Duygusal, fiziksel ve hatta sosyal anlamda sancılı bir hamilelik sürecinin sonunda dünyaya adım atan bebeğin, aslında belirgin bir karakter yapısıyla doğduğunu, öyle hamur gibi yoğrulup şekillendirilmeye gelmeyecek bir varlık olduğunu öğrenmek şaşırtıcı gelebilir. Ama işte, bebekler de tıpkı kitaplar gibi, içinden çıktıkları bedene ve ruha ait olmuyor.
Bebek sahibi olmakla kitap sahibi olmanın zorunluluklarından biri, şu durumda ille de doğurmak. Elif Şafak, belki de bu nedenle anne olduktan sonra yazdığı ilk kitabında anneliği ve yazarlığı buluşturdu. Bir yazar olarak doğurmaya devam etmesi gerekiyordu; ancak kadın bedeninin yaşadığı doğumun izleri hâlâ varlığını koruduğundan, bu iki doğumu birleştirmek, matruşkalar gibi birbirini içeren, birbirini kapsayan bebekleri dünyaya salmak, belki de en iyisiydi.
"Siyah Süt", işte tam da bu yüzden yazarın kendi kendisini sağaltması bir anlamda. Fakat diğer taraftan, benzer bir süreçten geçen tüm kadın ve erkekler için bir rehber; doğurma deneyimini yaşamamış olanlar içinse ilgi çekici bir okuma deneyimi.
Altı parmak kadın
Odağındaki doğurmak eylemi bir yana bırakıldığında da "Siyah Süt", Elif Şafak ın yazarlık kariyerinin yepyeni bir ucu.
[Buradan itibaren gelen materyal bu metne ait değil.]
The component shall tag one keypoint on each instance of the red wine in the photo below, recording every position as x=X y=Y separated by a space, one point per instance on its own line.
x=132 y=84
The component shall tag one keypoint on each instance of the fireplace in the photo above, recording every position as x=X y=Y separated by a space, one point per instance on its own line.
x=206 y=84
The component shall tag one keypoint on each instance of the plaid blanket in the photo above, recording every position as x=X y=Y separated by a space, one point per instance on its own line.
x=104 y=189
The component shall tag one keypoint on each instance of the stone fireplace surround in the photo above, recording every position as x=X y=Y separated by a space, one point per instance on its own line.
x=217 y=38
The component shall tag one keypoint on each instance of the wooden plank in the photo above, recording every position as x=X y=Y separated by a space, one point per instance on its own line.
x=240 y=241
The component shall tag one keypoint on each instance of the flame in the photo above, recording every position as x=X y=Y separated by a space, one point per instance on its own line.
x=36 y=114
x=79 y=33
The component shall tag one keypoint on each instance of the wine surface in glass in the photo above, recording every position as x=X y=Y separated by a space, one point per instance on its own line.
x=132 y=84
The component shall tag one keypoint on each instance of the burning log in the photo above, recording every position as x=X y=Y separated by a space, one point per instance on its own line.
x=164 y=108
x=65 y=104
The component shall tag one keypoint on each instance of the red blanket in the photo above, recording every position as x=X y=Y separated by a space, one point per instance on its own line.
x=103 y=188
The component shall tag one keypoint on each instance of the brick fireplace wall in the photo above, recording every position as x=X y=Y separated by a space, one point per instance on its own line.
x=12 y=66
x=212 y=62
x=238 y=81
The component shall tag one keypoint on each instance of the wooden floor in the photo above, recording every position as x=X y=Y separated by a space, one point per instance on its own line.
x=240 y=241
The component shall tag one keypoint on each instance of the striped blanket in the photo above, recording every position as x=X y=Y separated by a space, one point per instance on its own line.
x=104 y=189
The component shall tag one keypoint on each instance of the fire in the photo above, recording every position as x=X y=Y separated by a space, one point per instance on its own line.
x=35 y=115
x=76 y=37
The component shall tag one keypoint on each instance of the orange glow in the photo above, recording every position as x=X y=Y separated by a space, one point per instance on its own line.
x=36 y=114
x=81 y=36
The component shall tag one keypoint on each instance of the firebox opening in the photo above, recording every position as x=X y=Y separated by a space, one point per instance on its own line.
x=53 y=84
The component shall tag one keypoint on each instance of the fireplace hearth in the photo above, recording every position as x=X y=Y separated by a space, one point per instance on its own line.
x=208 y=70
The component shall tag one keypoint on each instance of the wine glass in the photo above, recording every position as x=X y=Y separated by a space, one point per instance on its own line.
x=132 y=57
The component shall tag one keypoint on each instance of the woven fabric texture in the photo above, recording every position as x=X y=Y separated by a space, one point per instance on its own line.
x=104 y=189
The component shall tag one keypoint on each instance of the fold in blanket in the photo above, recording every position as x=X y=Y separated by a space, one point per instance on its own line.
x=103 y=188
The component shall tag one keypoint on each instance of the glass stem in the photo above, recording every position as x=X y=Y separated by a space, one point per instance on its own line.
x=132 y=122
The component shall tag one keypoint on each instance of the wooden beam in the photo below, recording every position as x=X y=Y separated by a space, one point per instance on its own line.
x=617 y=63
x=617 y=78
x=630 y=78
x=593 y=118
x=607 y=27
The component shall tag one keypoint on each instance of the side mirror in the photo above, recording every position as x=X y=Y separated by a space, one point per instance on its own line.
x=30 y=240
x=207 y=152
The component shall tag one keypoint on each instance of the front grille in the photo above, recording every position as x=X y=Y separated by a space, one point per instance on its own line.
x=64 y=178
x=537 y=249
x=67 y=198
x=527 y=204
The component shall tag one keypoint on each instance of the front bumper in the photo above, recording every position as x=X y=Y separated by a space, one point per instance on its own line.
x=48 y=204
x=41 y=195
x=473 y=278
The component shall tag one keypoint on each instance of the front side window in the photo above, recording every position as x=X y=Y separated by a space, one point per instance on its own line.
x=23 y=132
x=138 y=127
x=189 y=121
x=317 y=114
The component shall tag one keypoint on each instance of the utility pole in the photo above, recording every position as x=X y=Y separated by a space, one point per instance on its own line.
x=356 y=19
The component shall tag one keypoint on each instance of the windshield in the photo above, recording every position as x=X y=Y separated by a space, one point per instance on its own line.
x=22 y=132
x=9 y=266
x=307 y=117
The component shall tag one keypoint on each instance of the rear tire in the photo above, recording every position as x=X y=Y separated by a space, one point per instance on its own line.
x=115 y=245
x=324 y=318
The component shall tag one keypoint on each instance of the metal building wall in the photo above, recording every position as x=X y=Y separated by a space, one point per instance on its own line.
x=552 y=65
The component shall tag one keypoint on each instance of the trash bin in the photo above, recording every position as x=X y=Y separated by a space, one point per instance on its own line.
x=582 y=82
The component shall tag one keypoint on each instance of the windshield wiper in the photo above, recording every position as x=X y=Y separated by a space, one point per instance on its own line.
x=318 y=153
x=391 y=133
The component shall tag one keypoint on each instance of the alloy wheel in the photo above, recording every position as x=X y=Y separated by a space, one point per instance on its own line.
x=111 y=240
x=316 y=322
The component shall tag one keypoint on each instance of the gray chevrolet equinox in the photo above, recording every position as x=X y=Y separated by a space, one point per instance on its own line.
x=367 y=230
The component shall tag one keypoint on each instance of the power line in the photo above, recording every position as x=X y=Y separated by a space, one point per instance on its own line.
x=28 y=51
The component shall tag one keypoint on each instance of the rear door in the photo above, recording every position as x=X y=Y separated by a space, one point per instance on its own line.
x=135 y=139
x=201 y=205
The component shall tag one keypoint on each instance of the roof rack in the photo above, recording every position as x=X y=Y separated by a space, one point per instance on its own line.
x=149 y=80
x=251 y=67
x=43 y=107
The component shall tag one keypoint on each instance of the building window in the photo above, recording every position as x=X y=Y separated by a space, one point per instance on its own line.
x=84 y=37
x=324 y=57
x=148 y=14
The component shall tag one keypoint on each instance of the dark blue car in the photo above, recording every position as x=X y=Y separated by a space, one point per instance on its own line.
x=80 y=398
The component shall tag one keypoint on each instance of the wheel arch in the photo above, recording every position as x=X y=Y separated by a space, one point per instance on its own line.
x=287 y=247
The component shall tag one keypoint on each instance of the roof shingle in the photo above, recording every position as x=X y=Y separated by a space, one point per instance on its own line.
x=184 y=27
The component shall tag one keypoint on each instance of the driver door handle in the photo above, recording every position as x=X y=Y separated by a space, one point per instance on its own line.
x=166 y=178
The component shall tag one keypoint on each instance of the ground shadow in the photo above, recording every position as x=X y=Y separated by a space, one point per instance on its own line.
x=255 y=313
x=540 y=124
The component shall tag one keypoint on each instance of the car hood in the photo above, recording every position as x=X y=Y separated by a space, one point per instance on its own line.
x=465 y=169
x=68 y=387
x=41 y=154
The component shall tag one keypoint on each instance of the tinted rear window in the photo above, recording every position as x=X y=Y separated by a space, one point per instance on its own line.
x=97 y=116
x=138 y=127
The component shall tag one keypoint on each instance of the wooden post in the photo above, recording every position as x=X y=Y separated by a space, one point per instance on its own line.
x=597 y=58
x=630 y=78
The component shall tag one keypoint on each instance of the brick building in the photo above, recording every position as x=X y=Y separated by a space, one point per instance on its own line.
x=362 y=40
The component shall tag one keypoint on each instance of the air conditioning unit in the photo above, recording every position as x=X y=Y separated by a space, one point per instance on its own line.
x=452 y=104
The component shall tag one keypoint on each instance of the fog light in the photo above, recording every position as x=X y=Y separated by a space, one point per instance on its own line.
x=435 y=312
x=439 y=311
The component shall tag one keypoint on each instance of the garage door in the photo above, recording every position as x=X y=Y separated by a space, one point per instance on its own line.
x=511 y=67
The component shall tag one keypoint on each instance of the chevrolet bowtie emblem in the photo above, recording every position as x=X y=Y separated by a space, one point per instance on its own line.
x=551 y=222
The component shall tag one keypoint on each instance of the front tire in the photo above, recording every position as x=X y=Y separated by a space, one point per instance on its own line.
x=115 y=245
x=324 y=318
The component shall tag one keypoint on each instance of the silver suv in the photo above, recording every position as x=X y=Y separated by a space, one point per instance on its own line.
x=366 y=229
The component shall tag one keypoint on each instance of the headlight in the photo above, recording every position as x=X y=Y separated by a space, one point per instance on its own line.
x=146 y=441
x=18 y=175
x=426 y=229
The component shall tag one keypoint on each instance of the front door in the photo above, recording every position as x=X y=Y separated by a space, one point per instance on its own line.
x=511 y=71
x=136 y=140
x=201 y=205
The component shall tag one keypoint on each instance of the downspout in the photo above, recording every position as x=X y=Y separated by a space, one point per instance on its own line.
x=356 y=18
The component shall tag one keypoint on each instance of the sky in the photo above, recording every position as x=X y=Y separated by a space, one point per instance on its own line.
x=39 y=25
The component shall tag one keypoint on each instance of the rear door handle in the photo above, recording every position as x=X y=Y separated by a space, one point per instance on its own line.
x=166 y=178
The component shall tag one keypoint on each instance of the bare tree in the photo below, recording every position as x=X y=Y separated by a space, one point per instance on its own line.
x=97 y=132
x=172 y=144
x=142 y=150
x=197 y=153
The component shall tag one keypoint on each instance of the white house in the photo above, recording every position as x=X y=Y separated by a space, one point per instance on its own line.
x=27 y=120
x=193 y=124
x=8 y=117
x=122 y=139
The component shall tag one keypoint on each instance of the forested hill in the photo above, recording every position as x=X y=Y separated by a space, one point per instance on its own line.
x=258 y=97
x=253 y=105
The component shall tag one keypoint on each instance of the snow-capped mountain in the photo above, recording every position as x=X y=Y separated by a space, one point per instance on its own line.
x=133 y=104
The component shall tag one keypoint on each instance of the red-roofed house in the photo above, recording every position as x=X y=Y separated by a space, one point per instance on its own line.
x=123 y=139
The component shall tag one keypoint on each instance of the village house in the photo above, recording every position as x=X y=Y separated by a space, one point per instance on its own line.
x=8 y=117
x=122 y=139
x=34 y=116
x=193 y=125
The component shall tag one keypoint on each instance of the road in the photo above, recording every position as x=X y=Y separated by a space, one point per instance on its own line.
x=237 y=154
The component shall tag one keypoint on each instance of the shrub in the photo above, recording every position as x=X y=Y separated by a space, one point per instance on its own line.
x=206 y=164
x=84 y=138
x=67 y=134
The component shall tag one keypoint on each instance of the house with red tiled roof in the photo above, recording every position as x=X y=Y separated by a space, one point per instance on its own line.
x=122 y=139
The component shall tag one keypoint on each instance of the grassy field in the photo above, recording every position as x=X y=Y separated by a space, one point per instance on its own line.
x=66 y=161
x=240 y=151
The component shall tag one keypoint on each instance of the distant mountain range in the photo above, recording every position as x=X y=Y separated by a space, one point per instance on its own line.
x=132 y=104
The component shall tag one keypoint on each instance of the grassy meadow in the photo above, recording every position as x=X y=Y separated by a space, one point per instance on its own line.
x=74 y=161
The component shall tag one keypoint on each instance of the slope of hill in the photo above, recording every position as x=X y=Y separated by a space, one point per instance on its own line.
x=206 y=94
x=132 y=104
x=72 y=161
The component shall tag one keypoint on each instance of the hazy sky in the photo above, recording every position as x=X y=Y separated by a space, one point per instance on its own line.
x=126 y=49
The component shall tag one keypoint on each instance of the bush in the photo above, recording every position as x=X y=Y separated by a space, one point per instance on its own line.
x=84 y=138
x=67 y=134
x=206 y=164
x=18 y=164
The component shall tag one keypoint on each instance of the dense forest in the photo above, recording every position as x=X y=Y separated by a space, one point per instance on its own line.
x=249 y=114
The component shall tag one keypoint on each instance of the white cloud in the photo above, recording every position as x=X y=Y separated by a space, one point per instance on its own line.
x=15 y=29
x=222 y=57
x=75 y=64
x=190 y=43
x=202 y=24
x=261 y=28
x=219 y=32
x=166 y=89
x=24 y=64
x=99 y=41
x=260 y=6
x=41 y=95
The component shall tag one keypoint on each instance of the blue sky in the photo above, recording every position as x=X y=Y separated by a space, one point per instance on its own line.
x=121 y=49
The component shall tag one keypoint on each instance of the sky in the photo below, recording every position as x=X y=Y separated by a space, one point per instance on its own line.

Son derece keyifli, esprili ve kuşkusuz cesur bir kitap. Hepimizin içinde olan küçük insancıklar, "Siyah Süt"te parmak kadınlar olarak çıkıyor karşımıza.
Elif Şafak ın karakter özelliklerinin her birini temsil eden, toplamda bir bütün olarak Elif Şafak ı var eden bu parmak kadınların isimleri, kitabı henüz okumamış okura ipucu verebilir: Pratik Akıl Hanım, Hırs Nefs Hanım, Can Derviş Hanım, Sinik Entel Hanım, Anaç Sütlaç Hanım...
Her şey bir soruyla başladı: "Nasıl bağdaştırırsın annelikle yazarlık arasındaki zıtlıkları bir bünyede, bir bedende, bir zihinde?" Bu sorunun ışığında -ya da gölgesinde mi demeli- ilerleyen hat boyunca Elif Şafak ara ara içindeki parmak kadınlarla konuşuyor, ara ara edebiyat tarihinin derinliklerine dalarak kadın ve erkek yazarların biyografilerinden medet umuyor.
Ama bu yolculuk o ilk sorunun ağırlığını biraz olsun hafifletmiyor. Çünkü öylesi de var, böylesi de var. Çocuk doğurmamış olup kariyerine devam edeni de var, çocuk doğurup kariyerini sürdüreni de var, çocuk doğurup kenara çekileni de var, çocuk doğurup hem çocuklarına hem de kitaplarına bebeklerim dediği halde süper kadın olmayı daha fazla kaldıramayıp ölmeyi seçeni de var... Elif Şafak ın önünde türlü türlü yol var... Ama bir de bedenin biyolojik saati var!
Tazecik nefes
Kitabı okudukça, kitaplarından, belki gazete ve televizyonlardan tanıdığınız Elif Şafak ı biraz daha yakından tanımaya başlayacaksınız. Hiçbir şeyin göründüğü gibi olmadığının kanıtı bu kitap biraz da. Matruşkalar burada da çıkıyor karşımıza. Gerçek, çoğu kez birçok katmanı içeren bir karmaşa. Yalınkat gerçek, o karmaşadan sonra alınan nefes.
"Siyah Süt", işte o nefese ulaşmak için yazarının okuruyla birlikte katmanlar arasında yaptığı yolculuk. Bir talebi var yalnız okurundan: Ciğerleri dolduran o nefesi içinize çektiğiniz gibi, yolculuğu unutmanız. Merak etmeyin, öyle zorlu bir süreç ki aşacağınız, istemeseniz de unutacaksınız.
Yine de doğurmak, olmazsa olmaz lardan biridir. Eğer içinize düştüyse bir tohum, ister bir bebek olsun doğuracağınız isterse bir kitap; onu doğurmadan ikinci safhaya geçmek, yeni bir soluk almak mümkün olmaz.
O halde "Yazmasam ölecektim" sözünün tercümesi neden "doğurmasam ölecektim" olmasın?